Она улыбнулась и качнула головой.
— Один раз я попыталась возродить нас в фильме, тебя и меня. Не сработало. Рэки написал тогда сценарий, но он ничего не понял.
— Не удивительно. Но с какой стати?
— Ни с какой. Я сильна задним умом. Всё, что происходит, как-то не очень задевает меня. А потом я вдруг понимаю смысл случившегося и тогда вновь всё переживаю и всё понимаю. Так было и с тобой тоже. В один прекрасный день, когда я плавала в бассейне, как будто разверзлись небеса и я вдруг поняла, как это было важно и замечательно — мы с тобой. Мы могли бы даже назвать это любовью. Ах, это слово!
— Я всё принял с примерным мужским эгоизмом.
— Знаю. Думаю, ты считал, мы всего лишь… как ты любил говорить? Ну да, «соединяем два нарциссизма и пользуемся телом другого как зеркалом». Жестокий Феликс, всё было не так; иначе почему ты заболел, когда я уехала? Ладно, я тоже очень тяжело болела, но уже потом, возле голливудского бассейна и лишь одну секунду; все удивились, почему я плачу. Вот нелепость. Потом я попыталась сделать фильм о нас с тобой в Афинах, чтобы немного смягчить укоры памяти; но не сработало. Пришлось потратить на это много лет. Нелепо. Фильм всё-таки выпустили, но он был хуже некуда.
Она запачкала яйцом ночную рубашку. Это было совершенно естественно и очень по-детски. Вытерев пятно носовым платком, я, как няня, укоризненно пощёлкал языком.

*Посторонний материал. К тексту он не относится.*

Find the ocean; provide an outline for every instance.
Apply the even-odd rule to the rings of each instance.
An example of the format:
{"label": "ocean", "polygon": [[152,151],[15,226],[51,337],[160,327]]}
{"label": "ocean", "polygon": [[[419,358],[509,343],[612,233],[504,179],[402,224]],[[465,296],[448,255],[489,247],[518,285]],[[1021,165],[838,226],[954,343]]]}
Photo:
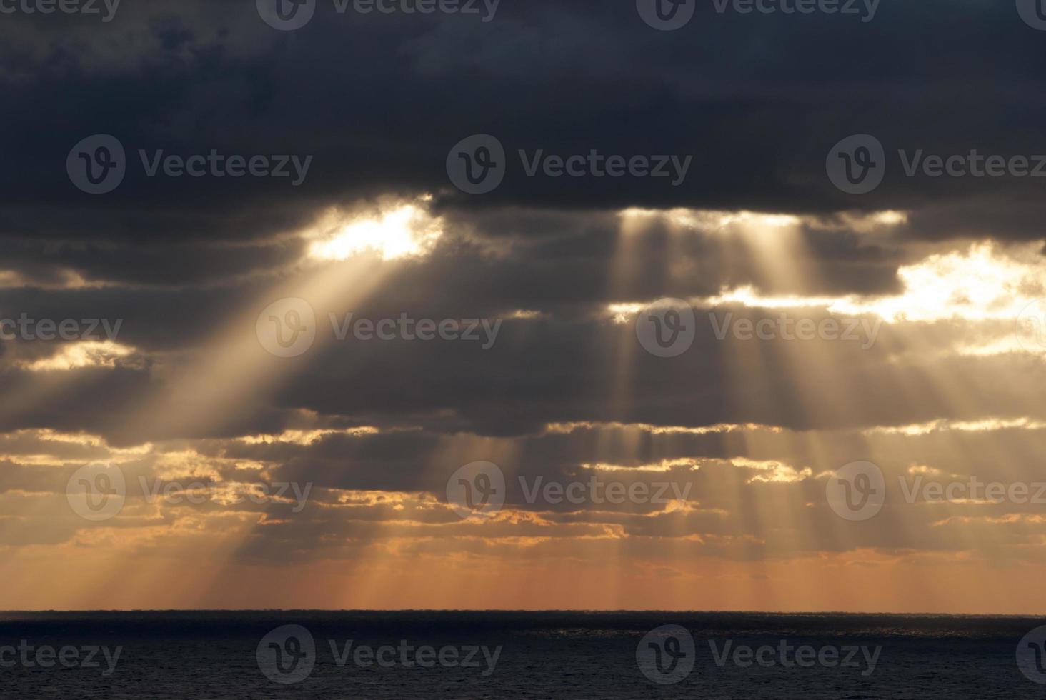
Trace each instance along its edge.
{"label": "ocean", "polygon": [[0,697],[1046,698],[1044,624],[693,612],[6,612]]}

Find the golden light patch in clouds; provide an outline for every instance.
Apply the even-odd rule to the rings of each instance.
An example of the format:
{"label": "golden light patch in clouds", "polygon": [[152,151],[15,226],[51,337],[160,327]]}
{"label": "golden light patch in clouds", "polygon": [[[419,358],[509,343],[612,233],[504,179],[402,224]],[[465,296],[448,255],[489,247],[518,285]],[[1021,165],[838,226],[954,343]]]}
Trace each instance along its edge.
{"label": "golden light patch in clouds", "polygon": [[760,474],[748,479],[748,483],[795,483],[814,476],[814,471],[809,467],[796,469],[791,465],[775,459],[747,459],[745,457],[732,457],[730,462],[735,467],[754,469]]}
{"label": "golden light patch in clouds", "polygon": [[316,430],[285,430],[275,435],[244,435],[237,437],[240,442],[248,445],[267,445],[270,443],[290,443],[292,445],[312,445],[318,439],[328,435],[347,435],[360,437],[362,435],[377,435],[380,432],[373,426],[360,426],[358,428],[324,428]]}
{"label": "golden light patch in clouds", "polygon": [[575,430],[637,430],[641,432],[647,432],[654,435],[664,435],[674,433],[689,434],[689,435],[706,435],[708,433],[736,432],[742,430],[769,430],[771,432],[780,432],[781,428],[776,426],[756,425],[753,423],[745,425],[720,423],[712,426],[687,427],[687,426],[656,426],[646,423],[576,422],[576,423],[549,423],[545,426],[545,432],[548,433],[566,434],[566,433],[571,433]]}
{"label": "golden light patch in clouds", "polygon": [[873,435],[894,434],[894,435],[927,435],[933,432],[959,431],[959,432],[987,432],[993,430],[1042,430],[1046,428],[1046,423],[1028,417],[1020,419],[983,419],[980,421],[931,421],[929,423],[917,423],[907,426],[877,426],[867,428],[863,432]]}
{"label": "golden light patch in clouds", "polygon": [[[936,253],[902,266],[897,276],[904,292],[893,296],[796,296],[761,294],[750,285],[724,289],[688,301],[713,308],[740,304],[750,309],[819,309],[849,316],[878,316],[887,323],[940,320],[1016,320],[1030,303],[1046,296],[1046,261],[1041,243],[1002,247],[972,244],[964,251]],[[649,302],[615,302],[607,313],[624,323]],[[1013,339],[965,348],[964,354],[990,355],[1020,349]]]}
{"label": "golden light patch in clouds", "polygon": [[635,467],[627,465],[609,465],[606,462],[590,464],[585,462],[581,465],[582,469],[588,469],[597,472],[670,472],[674,469],[689,469],[691,471],[698,471],[701,466],[696,459],[690,459],[688,457],[680,457],[677,459],[662,459],[661,461],[651,462],[646,465],[636,465]]}
{"label": "golden light patch in clouds", "polygon": [[442,219],[433,217],[424,200],[380,207],[327,225],[328,230],[309,248],[315,259],[345,261],[363,252],[380,253],[385,261],[415,257],[429,253],[444,234]]}
{"label": "golden light patch in clouds", "polygon": [[134,353],[133,347],[111,340],[87,340],[63,345],[51,357],[20,364],[29,371],[67,371],[81,367],[114,367]]}

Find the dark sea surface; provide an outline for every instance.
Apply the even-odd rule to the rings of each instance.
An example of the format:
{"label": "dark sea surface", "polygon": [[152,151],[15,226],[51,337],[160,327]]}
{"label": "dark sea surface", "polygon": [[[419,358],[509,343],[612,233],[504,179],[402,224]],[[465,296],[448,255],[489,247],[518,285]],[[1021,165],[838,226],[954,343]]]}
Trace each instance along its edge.
{"label": "dark sea surface", "polygon": [[[8,612],[0,613],[0,697],[1046,698],[1046,684],[1026,677],[1016,657],[1044,623],[673,612]],[[649,634],[667,625],[685,632]],[[800,667],[795,650],[803,646],[812,651]],[[432,649],[417,657],[423,647]],[[738,648],[761,654],[763,663]]]}

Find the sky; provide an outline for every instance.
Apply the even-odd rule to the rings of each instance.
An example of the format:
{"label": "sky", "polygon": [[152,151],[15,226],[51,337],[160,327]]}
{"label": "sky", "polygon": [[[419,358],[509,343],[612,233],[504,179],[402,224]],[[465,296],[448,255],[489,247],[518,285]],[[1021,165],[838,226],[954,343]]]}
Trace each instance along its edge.
{"label": "sky", "polygon": [[1046,613],[1042,13],[658,2],[0,0],[2,605]]}

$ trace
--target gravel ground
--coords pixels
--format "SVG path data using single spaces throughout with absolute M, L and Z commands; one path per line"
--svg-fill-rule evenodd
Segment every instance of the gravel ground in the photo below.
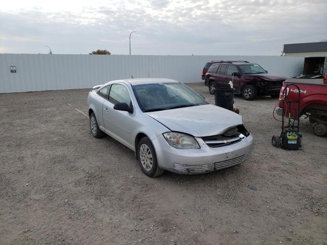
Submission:
M 236 97 L 255 139 L 244 163 L 152 179 L 91 136 L 88 91 L 0 94 L 0 244 L 327 243 L 327 139 L 303 119 L 302 150 L 273 148 L 278 100 Z

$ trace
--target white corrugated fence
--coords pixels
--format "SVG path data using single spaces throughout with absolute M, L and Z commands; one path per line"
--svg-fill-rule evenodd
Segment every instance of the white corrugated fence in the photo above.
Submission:
M 90 88 L 116 79 L 150 77 L 203 81 L 211 60 L 246 60 L 269 73 L 302 73 L 303 58 L 279 56 L 0 54 L 0 93 Z M 11 72 L 12 69 L 15 72 Z

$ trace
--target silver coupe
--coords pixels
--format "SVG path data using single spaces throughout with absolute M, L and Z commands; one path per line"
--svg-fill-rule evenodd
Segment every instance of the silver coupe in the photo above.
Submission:
M 243 162 L 253 150 L 240 115 L 175 80 L 126 79 L 94 89 L 87 97 L 92 135 L 105 133 L 134 151 L 148 176 L 225 168 Z

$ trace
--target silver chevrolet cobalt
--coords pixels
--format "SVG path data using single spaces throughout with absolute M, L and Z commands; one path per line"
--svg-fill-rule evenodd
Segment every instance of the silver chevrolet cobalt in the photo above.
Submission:
M 240 115 L 176 81 L 126 79 L 94 88 L 87 97 L 92 135 L 107 134 L 134 151 L 148 176 L 221 169 L 242 163 L 252 151 Z

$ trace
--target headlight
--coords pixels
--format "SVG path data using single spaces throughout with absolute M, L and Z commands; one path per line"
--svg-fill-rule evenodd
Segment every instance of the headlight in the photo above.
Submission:
M 167 132 L 164 136 L 172 146 L 179 149 L 198 149 L 200 145 L 194 137 L 181 133 Z

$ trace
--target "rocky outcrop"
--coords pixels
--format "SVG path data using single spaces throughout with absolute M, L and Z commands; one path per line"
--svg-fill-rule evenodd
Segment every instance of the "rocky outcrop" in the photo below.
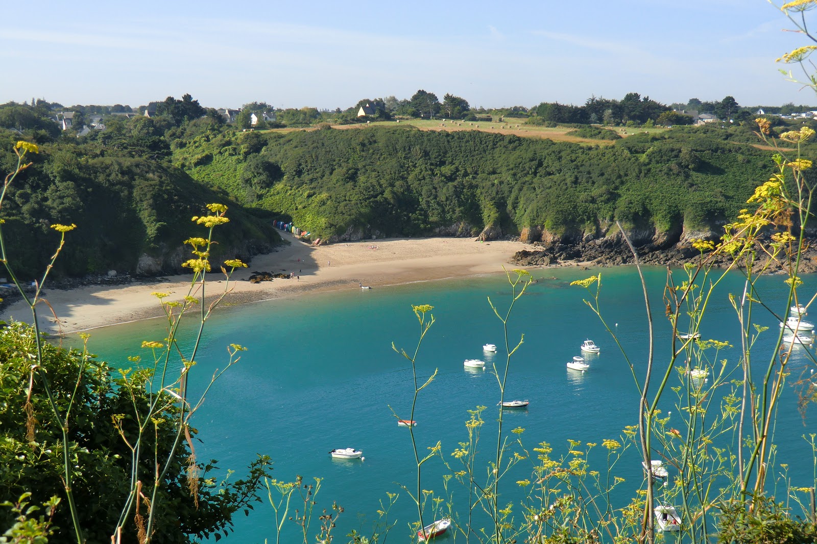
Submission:
M 255 272 L 250 274 L 249 281 L 250 283 L 261 283 L 261 281 L 272 281 L 275 279 L 288 280 L 290 279 L 289 274 L 282 274 L 281 272 Z
M 502 232 L 502 228 L 500 225 L 489 225 L 482 229 L 480 232 L 480 236 L 476 237 L 480 241 L 491 241 L 492 240 L 498 240 L 504 236 Z
M 273 250 L 275 247 L 267 242 L 245 240 L 226 247 L 215 245 L 211 261 L 214 268 L 217 270 L 217 263 L 225 259 L 240 259 L 248 263 L 255 255 L 267 254 Z M 143 253 L 139 256 L 134 274 L 145 276 L 179 274 L 185 271 L 181 263 L 192 257 L 190 247 L 188 245 L 169 247 L 162 245 L 155 253 L 150 254 Z
M 691 244 L 677 241 L 668 246 L 660 245 L 669 244 L 672 237 L 654 235 L 649 243 L 642 243 L 636 247 L 639 261 L 642 264 L 663 265 L 679 267 L 685 263 L 699 263 L 700 252 L 693 248 Z M 641 239 L 644 241 L 644 238 Z M 513 256 L 513 263 L 520 267 L 553 266 L 562 264 L 590 264 L 592 266 L 609 267 L 618 264 L 635 263 L 632 252 L 627 246 L 623 237 L 618 232 L 604 238 L 599 238 L 589 242 L 582 241 L 578 244 L 565 244 L 553 242 L 544 244 L 536 242 L 541 249 L 529 251 L 522 250 Z M 633 244 L 635 245 L 635 244 Z M 710 258 L 710 263 L 714 268 L 725 268 L 731 264 L 731 259 L 727 255 L 717 255 Z M 766 259 L 759 255 L 754 266 L 756 268 L 765 266 Z M 772 262 L 766 268 L 767 272 L 775 273 L 784 272 L 779 263 Z M 807 246 L 802 254 L 800 264 L 800 272 L 811 273 L 817 272 L 817 249 Z

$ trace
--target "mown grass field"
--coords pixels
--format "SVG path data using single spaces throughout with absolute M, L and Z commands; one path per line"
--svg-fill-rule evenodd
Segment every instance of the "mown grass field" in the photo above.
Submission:
M 368 126 L 394 126 L 396 124 L 411 125 L 417 126 L 421 130 L 480 130 L 482 132 L 490 132 L 493 134 L 512 134 L 524 138 L 547 138 L 557 142 L 573 142 L 574 144 L 585 144 L 592 145 L 610 145 L 614 140 L 592 139 L 589 138 L 579 138 L 568 135 L 575 129 L 569 126 L 556 126 L 550 128 L 546 126 L 534 126 L 525 125 L 525 119 L 506 118 L 504 122 L 467 122 L 442 118 L 434 120 L 426 119 L 408 119 L 397 121 L 382 121 L 363 125 L 333 125 L 332 128 L 340 130 L 365 130 Z M 283 128 L 273 129 L 270 132 L 292 132 L 292 130 L 314 130 L 315 128 Z M 636 128 L 636 127 L 614 127 L 618 135 L 626 138 L 627 136 L 642 132 L 663 132 L 665 128 Z

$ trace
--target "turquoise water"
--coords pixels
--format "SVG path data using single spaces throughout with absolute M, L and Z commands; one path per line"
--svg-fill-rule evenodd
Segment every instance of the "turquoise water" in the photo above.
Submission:
M 510 342 L 515 343 L 524 334 L 525 343 L 513 357 L 506 396 L 529 400 L 530 406 L 507 412 L 506 428 L 524 427 L 522 438 L 529 448 L 550 442 L 554 457 L 569 449 L 569 438 L 600 443 L 618 438 L 624 426 L 637 422 L 637 391 L 623 356 L 583 303 L 587 292 L 569 286 L 571 281 L 596 272 L 536 271 L 534 277 L 542 279 L 518 301 L 510 323 Z M 655 360 L 660 365 L 668 359 L 670 349 L 671 329 L 663 318 L 661 301 L 666 272 L 652 268 L 645 275 L 657 323 Z M 551 276 L 557 279 L 544 278 Z M 647 333 L 637 275 L 632 268 L 622 268 L 604 269 L 602 276 L 605 317 L 643 374 Z M 814 287 L 810 284 L 817 284 L 817 278 L 806 281 L 804 293 Z M 783 308 L 783 280 L 766 277 L 760 284 L 764 301 Z M 719 288 L 701 326 L 705 338 L 736 341 L 739 329 L 727 294 L 742 291 L 737 274 Z M 305 480 L 324 478 L 316 511 L 330 507 L 333 501 L 345 508 L 334 532 L 336 542 L 346 542 L 342 537 L 352 529 L 368 533 L 381 507 L 379 501 L 386 500 L 386 492 L 400 493 L 390 512 L 390 519 L 398 524 L 388 542 L 409 542 L 406 524 L 416 518 L 416 511 L 399 484 L 413 488 L 413 456 L 408 430 L 396 425 L 390 406 L 401 418 L 408 418 L 413 390 L 410 368 L 392 350 L 391 343 L 411 352 L 418 332 L 411 305 L 435 307 L 436 322 L 420 351 L 417 369 L 422 377 L 435 369 L 439 374 L 421 392 L 414 417 L 417 444 L 422 453 L 440 440 L 446 458 L 451 458 L 449 453 L 458 442 L 467 440 L 463 425 L 467 410 L 482 405 L 488 406 L 482 444 L 488 459 L 495 448 L 491 443 L 498 400 L 496 378 L 489 371 L 464 370 L 462 360 L 485 359 L 482 345 L 486 343 L 497 344 L 500 353 L 496 358 L 503 360 L 501 323 L 487 297 L 504 308 L 509 293 L 507 279 L 496 276 L 311 294 L 221 309 L 208 322 L 198 365 L 190 374 L 191 390 L 200 389 L 215 369 L 224 366 L 229 343 L 242 344 L 249 351 L 213 387 L 195 417 L 203 440 L 197 447 L 199 459 L 218 459 L 222 469 L 235 470 L 240 476 L 256 453 L 266 453 L 274 460 L 279 480 L 292 480 L 296 475 Z M 768 360 L 779 329 L 774 316 L 756 316 L 759 325 L 770 327 L 757 344 L 755 361 L 761 368 Z M 101 329 L 94 331 L 91 350 L 113 364 L 130 366 L 126 357 L 142 351 L 142 340 L 163 338 L 163 327 L 160 321 L 151 320 Z M 590 360 L 592 369 L 587 373 L 567 370 L 565 363 L 579 355 L 587 338 L 601 347 L 601 354 Z M 732 359 L 739 351 L 721 355 Z M 806 348 L 797 347 L 792 374 L 799 375 L 810 368 L 815 367 L 808 362 Z M 671 397 L 667 398 L 661 407 L 664 413 L 676 409 Z M 810 487 L 811 453 L 801 436 L 817 431 L 811 422 L 804 425 L 796 404 L 796 389 L 787 386 L 775 429 L 777 462 L 789 464 L 792 485 Z M 365 461 L 333 460 L 328 454 L 333 448 L 348 446 L 362 449 Z M 615 474 L 632 484 L 626 489 L 632 493 L 642 482 L 643 472 L 635 450 L 630 451 L 632 462 L 618 465 Z M 423 489 L 441 493 L 444 471 L 439 461 L 430 462 L 424 471 Z M 529 471 L 512 475 L 506 480 L 503 501 L 513 500 L 513 482 L 529 477 Z M 268 505 L 258 504 L 249 517 L 239 515 L 235 521 L 231 540 L 275 541 Z M 314 529 L 317 524 L 315 520 Z M 288 530 L 295 529 L 291 525 Z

— Пожалуйста, Иоланта, будь хорошей девочкой и во всём слушайся мистера Маршана. Ладно? Никакого оригинальничанья, никаких фокусов, никаких блестящих идей. По крайней мере, несколько недель.
— Ну конечно, милый. А ты будешь часто навещать меня, просто чтобы поболтать. Привози с собой Бенедикту, если хочешь. — Она помедлила. — Нет, не надо Бенедикту. Я ещё не примирилась с ней. Она будет меня стеснять.
— Ну и ну!
— Знаю. Извини! Но всё-таки… — Я поднялся и забрал поднос с кровати. — Мне надо ещё кое-что рассказать о Рэки, — заявила она, устраиваясь поудобнее. — Я всё тебе расскажу, всё-всё. Теперь можно. Карьера закончена, компания продана. Мне как-то необычно легко. Ведь у меня есть время на разные дела. Например, пожить на Бали, почитать Пруста, разобраться в картах Таро…
Мне не хотелось её спрашивать, но деваться было некуда:
— Скажи, ты ощущаешь способность быть счастливой? Счастливой!
Она задумалась.
— Да, — прошептала она, и я поцеловал её в лоб. — Да. Ощущаю. Но, Феликс, всё будет зыбко, пока я не увижусь с Джулианом, который виноват во всех моих профессиональных несчастьях.
— То есть?
— Я, конечно же, преувеличиваю, но он нависает надо мной как туча, невидимая туча. Тебе когда-нибудь приходилось видеть его вблизи?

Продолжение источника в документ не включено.